Speaking to the AFR Weekend, Leupin said the company could be ready for a demerger by June and that, if anything, he wants the process to be moving faster rather than slower.
“I think there’s been some implication that we’re trying to hang on, but the opposite is true...we’re putting people in to build out the companies, and the sooner we’re ready and able to get this done, the better,” he told the newspaper.
Previously, Leupen has said UGL would split sometime in fiscal 2015 and while the June timeline is at the early end of that guidance, it’s consistent.
If UGL is indeed ‘ready’ to split by June, no doubt you could add a month or two on for shareholder votes and subsequent court and regulatory approvals.
Leupen’s comments simply underline how much shareholders love demergers at the moment and how impatient they can be to get them.
Newcrest Mining has benefitted with the rest of the gold miners from the Federal Reserve’s decision to delay it’s tapering exercise of QE3, but Australia’s largest gold miner has apparently got some more specific attention from the Americans.
The Australian Financial Review believes that it was New York’s exchange-traded fund Market Vectors Gold Miners ETF that picked up $445 million in Newcrest stock after the market on Friday.
Morgan Stanley reportedly handled the sale. Keep an eye on that one. That’s almost half a billion dollars someone’s thrown down.
Ruralco chief executive Richard England has raised the prospect of the company selling its 12 per cent stake in former merger target Elders.
When Elders begun its windup action Ruralco had already watched initial moves towards merger discussions go up in flames. This was followed by a rejection of a $250 million-odd run for Elders’ rural services division.
The strategic significance of the stake hasn’t paid off.
“The purpose of the stake has kind of lost its meaning,’’ England said, during the company’s latest results.
A decision on the stake won’t be taken until November.
In competition regulation news (agreed, dullest sounding segue ever), The Australian Financial Review reports that Seven West Media has raised concerns to the Australian Competition and Consumer Commission (ACCC) about a possible joint ventur between Ten Network Holdings and Foxtel’s MCN.

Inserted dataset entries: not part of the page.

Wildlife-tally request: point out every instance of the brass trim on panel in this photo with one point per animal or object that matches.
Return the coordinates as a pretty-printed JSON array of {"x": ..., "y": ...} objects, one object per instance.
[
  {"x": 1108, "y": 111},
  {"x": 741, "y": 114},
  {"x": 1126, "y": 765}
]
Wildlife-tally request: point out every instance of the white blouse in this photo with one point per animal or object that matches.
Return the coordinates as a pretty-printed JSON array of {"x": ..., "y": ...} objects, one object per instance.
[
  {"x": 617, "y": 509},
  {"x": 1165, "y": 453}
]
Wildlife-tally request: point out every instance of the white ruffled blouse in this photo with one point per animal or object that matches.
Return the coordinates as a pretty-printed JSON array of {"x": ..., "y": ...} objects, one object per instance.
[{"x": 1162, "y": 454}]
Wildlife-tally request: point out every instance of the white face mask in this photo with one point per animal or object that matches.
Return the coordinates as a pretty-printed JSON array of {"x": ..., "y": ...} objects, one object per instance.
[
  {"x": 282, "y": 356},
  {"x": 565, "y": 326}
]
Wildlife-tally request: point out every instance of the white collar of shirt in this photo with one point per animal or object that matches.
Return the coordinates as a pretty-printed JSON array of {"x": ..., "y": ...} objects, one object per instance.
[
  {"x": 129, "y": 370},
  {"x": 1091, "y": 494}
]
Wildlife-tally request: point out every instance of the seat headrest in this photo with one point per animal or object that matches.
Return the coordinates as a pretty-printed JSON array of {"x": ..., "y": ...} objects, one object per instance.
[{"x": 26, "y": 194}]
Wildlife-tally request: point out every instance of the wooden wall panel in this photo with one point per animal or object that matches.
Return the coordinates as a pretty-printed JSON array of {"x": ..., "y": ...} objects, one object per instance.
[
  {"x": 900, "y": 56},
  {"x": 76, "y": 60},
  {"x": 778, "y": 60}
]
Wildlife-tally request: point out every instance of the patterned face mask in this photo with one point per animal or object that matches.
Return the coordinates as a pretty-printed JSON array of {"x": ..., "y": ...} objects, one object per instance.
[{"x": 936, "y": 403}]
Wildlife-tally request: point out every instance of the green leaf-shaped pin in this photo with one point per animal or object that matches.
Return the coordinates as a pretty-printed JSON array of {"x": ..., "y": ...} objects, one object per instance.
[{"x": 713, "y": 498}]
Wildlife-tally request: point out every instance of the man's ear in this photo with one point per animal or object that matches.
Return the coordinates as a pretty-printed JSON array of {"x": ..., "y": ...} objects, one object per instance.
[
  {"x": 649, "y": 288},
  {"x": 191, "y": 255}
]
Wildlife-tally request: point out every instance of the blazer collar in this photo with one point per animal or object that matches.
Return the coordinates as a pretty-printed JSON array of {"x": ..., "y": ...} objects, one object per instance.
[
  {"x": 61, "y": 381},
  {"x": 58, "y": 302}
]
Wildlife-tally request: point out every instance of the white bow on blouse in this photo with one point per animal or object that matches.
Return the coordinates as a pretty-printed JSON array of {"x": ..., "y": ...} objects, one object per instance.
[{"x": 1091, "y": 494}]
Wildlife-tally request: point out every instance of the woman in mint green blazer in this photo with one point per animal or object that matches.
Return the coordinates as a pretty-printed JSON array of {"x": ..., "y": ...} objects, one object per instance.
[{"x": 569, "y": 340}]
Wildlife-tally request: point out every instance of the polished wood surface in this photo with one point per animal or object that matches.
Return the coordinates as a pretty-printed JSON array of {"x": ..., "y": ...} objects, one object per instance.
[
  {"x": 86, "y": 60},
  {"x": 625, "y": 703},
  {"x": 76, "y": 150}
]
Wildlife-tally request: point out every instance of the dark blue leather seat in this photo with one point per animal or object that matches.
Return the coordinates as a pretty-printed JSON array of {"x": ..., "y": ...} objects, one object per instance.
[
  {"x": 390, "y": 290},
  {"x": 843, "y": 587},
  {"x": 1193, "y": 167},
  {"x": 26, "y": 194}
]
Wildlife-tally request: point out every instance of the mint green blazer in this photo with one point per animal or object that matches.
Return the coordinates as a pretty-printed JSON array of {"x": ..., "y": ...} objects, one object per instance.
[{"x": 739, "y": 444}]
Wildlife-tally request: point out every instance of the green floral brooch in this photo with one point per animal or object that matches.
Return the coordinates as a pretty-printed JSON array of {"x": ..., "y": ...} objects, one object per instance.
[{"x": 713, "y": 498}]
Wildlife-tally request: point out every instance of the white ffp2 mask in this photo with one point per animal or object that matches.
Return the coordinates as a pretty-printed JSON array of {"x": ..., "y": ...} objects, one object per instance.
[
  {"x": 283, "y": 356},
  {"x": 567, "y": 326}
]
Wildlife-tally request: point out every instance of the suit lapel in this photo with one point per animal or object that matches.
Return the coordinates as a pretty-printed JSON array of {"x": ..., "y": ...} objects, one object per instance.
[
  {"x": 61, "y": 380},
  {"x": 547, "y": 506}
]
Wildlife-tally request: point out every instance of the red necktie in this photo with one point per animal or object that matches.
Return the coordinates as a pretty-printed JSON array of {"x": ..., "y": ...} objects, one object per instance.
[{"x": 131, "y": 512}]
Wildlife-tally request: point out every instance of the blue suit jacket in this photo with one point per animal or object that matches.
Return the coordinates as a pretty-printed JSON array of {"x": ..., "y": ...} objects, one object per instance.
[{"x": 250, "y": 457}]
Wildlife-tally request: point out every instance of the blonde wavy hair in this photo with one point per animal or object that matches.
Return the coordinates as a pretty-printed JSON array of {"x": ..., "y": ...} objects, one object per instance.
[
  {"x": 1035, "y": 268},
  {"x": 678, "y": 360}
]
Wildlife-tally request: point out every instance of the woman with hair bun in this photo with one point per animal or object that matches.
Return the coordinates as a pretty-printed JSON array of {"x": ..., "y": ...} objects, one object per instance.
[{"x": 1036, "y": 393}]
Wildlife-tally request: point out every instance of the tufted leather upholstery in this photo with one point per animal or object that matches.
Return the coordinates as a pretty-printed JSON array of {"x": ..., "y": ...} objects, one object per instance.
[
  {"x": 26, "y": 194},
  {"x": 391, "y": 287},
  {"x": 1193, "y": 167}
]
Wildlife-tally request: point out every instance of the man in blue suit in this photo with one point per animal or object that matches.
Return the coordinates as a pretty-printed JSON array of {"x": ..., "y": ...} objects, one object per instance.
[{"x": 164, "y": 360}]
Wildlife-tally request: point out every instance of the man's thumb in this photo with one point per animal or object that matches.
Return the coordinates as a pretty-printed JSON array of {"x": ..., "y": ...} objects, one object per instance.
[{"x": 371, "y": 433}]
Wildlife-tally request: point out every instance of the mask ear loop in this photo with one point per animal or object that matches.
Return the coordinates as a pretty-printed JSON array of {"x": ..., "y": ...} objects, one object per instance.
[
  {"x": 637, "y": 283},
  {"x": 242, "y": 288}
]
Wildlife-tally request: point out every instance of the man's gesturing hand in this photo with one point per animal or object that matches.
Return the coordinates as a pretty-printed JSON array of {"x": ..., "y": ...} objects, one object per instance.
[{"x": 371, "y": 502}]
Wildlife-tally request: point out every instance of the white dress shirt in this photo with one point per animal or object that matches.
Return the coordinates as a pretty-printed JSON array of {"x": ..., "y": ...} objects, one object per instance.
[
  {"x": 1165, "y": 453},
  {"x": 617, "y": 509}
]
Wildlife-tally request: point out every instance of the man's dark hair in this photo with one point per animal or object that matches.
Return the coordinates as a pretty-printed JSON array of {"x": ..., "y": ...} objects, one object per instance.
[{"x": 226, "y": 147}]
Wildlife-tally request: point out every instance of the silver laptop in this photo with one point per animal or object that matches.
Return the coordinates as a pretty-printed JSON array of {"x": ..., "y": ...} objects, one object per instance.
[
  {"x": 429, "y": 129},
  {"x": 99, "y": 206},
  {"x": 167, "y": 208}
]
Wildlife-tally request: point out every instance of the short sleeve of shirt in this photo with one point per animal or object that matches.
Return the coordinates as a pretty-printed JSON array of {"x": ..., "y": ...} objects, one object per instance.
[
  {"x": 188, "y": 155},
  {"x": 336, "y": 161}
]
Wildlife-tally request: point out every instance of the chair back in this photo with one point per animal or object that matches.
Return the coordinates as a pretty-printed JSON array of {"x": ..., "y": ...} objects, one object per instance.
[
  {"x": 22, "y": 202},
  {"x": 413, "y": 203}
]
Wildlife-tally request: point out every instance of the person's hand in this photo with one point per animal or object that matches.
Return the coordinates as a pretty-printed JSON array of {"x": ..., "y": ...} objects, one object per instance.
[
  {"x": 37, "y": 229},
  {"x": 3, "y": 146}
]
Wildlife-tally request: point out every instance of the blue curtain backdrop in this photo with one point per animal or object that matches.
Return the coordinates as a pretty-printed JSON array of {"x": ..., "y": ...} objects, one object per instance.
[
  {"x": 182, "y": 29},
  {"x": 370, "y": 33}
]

The same newspaper also reports that the ACCC has raised anti-dumping actions that prevent cheap steel imports as “a possible obstacle” to its approval of BlueScope Steel’s $87.5 million takeover of two local steel firms from Hills Industries.
In New Zealand news (slightly more entertaining segue), Meridian Energy will flog as much as $NZ1.26 billion ($1.11 billion) worth of stock in its initial public offering.

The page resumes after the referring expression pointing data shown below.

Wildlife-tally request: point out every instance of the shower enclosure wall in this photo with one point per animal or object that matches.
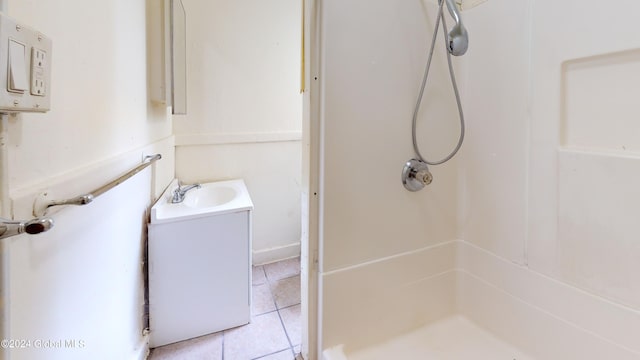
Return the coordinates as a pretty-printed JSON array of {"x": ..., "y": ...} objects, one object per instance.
[{"x": 530, "y": 232}]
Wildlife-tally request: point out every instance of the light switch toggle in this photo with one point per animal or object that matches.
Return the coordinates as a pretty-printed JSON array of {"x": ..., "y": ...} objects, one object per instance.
[{"x": 17, "y": 68}]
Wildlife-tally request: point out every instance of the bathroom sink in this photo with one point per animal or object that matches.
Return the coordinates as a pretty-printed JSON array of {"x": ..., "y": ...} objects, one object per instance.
[
  {"x": 210, "y": 195},
  {"x": 211, "y": 198}
]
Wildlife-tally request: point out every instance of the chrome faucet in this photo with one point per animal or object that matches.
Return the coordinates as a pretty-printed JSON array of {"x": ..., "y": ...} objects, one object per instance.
[{"x": 181, "y": 191}]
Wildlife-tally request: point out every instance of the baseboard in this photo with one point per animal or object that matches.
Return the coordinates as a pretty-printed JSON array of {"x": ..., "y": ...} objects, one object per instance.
[
  {"x": 266, "y": 256},
  {"x": 142, "y": 351}
]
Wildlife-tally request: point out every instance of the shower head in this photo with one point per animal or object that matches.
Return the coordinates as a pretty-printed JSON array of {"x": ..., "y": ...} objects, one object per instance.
[{"x": 458, "y": 36}]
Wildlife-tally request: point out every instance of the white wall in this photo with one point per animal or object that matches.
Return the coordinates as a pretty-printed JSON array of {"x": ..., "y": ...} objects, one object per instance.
[
  {"x": 549, "y": 171},
  {"x": 83, "y": 279},
  {"x": 245, "y": 111},
  {"x": 542, "y": 195},
  {"x": 380, "y": 256}
]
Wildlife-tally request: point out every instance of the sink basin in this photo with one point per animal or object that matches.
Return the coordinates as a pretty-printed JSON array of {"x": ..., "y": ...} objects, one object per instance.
[
  {"x": 211, "y": 198},
  {"x": 210, "y": 195}
]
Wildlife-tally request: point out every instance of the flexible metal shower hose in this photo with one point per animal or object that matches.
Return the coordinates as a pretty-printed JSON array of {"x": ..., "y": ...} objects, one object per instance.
[{"x": 455, "y": 90}]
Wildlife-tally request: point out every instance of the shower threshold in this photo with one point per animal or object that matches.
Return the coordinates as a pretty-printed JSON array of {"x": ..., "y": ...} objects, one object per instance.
[{"x": 452, "y": 338}]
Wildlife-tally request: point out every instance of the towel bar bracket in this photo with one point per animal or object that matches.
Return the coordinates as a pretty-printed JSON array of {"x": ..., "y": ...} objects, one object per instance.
[{"x": 42, "y": 204}]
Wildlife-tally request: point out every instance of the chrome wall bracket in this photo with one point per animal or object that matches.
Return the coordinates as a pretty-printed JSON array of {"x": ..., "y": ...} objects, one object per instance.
[
  {"x": 416, "y": 175},
  {"x": 10, "y": 228}
]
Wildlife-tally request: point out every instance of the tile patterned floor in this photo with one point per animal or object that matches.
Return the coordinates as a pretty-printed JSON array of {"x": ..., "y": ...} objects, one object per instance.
[{"x": 274, "y": 331}]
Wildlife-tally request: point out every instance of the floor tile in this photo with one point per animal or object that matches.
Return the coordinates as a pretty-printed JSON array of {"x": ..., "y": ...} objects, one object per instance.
[
  {"x": 282, "y": 269},
  {"x": 264, "y": 335},
  {"x": 286, "y": 292},
  {"x": 261, "y": 300},
  {"x": 292, "y": 324},
  {"x": 208, "y": 347},
  {"x": 257, "y": 275},
  {"x": 282, "y": 355}
]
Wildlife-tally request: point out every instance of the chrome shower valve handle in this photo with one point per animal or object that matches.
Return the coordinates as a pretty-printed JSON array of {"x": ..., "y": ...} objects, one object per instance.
[{"x": 416, "y": 175}]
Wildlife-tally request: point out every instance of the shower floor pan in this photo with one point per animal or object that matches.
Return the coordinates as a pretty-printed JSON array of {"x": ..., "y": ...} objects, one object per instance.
[{"x": 453, "y": 338}]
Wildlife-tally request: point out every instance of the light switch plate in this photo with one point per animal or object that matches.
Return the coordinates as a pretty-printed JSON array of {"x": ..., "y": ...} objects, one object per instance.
[{"x": 25, "y": 68}]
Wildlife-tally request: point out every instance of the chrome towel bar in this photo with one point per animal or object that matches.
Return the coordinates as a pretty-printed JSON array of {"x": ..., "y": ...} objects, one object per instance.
[{"x": 41, "y": 209}]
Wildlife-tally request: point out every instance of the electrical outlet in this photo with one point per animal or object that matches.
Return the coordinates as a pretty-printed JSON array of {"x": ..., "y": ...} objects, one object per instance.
[{"x": 38, "y": 68}]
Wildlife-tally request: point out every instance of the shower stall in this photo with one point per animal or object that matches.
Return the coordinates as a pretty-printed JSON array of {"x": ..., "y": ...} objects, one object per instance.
[{"x": 526, "y": 243}]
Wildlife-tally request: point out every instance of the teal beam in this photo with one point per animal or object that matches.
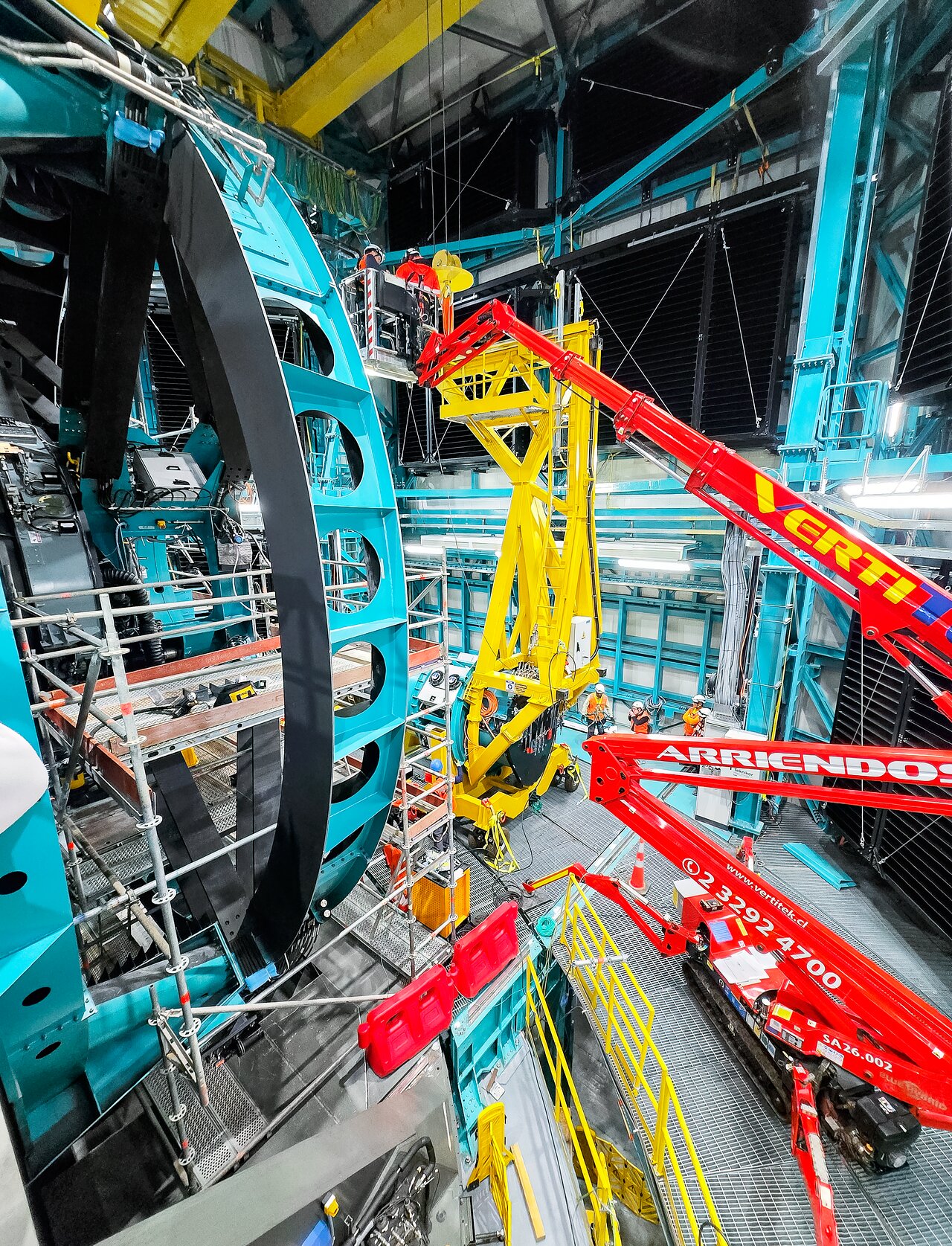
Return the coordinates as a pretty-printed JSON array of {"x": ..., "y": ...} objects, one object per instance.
[
  {"x": 821, "y": 34},
  {"x": 869, "y": 356},
  {"x": 891, "y": 278},
  {"x": 490, "y": 243},
  {"x": 901, "y": 211},
  {"x": 38, "y": 103}
]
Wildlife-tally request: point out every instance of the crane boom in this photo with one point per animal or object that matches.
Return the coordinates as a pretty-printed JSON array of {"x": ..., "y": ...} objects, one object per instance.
[
  {"x": 837, "y": 985},
  {"x": 907, "y": 614}
]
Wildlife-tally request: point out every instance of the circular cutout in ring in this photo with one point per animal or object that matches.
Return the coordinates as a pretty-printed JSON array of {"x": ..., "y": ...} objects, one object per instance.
[
  {"x": 354, "y": 771},
  {"x": 359, "y": 672},
  {"x": 352, "y": 571},
  {"x": 332, "y": 454}
]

The Kiwi government is moving to sell 49 per cent of Meridian, with individual investors allowed to pay for shares in instalments if they so choose.

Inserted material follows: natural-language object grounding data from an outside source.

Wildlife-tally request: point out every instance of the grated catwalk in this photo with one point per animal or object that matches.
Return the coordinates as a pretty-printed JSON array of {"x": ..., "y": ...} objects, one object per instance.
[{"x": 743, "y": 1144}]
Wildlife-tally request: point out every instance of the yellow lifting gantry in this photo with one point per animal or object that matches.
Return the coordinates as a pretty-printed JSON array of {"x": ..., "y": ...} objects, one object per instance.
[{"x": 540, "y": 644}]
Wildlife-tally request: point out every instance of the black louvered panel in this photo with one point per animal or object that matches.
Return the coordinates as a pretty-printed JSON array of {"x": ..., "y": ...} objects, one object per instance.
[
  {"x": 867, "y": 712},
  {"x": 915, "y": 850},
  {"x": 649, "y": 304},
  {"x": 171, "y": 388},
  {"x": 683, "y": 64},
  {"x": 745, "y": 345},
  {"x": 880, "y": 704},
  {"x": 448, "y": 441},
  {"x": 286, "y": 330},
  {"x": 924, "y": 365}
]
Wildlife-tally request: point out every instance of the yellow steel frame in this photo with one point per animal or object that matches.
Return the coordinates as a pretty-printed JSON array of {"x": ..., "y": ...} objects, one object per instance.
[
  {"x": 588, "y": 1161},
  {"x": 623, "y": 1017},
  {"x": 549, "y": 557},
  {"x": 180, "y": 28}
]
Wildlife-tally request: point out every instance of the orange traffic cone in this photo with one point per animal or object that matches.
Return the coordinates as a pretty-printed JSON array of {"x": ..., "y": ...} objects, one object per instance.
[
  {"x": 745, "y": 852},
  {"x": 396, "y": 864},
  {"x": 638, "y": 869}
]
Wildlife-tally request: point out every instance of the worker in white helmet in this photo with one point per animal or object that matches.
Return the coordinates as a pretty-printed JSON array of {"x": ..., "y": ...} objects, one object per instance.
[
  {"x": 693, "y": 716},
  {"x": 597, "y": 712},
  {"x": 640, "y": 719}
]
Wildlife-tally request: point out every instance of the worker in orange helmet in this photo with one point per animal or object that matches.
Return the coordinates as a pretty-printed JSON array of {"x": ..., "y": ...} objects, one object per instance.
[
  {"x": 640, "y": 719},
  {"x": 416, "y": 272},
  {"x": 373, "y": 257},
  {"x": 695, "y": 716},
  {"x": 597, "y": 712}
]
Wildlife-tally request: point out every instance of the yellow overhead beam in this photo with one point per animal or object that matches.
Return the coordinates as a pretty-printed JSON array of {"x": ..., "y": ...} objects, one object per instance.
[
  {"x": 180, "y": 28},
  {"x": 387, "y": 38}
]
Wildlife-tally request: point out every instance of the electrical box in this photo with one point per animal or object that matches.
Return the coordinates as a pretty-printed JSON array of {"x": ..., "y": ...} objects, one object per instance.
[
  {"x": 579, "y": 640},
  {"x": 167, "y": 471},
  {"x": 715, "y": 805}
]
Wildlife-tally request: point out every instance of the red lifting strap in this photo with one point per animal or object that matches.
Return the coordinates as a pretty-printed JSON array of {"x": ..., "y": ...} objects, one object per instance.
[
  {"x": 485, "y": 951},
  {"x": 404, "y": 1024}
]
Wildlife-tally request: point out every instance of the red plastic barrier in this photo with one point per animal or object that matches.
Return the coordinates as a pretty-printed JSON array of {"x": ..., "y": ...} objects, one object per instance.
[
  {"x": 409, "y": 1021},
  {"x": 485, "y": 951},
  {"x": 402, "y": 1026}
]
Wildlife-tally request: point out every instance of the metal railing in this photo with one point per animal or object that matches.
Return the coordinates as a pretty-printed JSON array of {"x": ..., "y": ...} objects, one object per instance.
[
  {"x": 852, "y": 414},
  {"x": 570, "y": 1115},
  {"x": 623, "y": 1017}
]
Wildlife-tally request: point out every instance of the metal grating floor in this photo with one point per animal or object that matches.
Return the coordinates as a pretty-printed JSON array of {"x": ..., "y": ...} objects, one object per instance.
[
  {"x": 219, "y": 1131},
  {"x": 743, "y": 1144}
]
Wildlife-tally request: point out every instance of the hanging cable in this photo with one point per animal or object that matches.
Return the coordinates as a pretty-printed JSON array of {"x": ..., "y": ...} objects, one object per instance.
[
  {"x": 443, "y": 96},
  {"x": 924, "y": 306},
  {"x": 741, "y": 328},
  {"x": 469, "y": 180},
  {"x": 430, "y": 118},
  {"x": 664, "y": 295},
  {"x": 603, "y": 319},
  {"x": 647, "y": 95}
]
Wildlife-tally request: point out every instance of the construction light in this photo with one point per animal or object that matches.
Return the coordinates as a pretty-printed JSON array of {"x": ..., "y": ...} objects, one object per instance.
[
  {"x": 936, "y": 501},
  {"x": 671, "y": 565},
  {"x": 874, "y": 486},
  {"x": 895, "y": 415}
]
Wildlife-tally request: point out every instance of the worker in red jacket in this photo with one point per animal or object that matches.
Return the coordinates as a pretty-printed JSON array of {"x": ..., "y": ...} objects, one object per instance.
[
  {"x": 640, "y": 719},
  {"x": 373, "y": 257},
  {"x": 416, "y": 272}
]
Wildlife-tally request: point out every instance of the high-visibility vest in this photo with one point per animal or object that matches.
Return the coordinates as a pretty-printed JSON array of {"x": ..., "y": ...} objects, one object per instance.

Meanwhile, the NZ government has joined the Australian regulator and extended the trans-Tasman alliance between Virgin Australia and Air New Zealand.
And finally, trust us when we say we’re sick of talking about Billabong International in almost any capacity. Hence, this piece is right down the bottom.
The Australian reports that Billabong offloaded its interest in top accessories brand Nixon without telling investors for a month.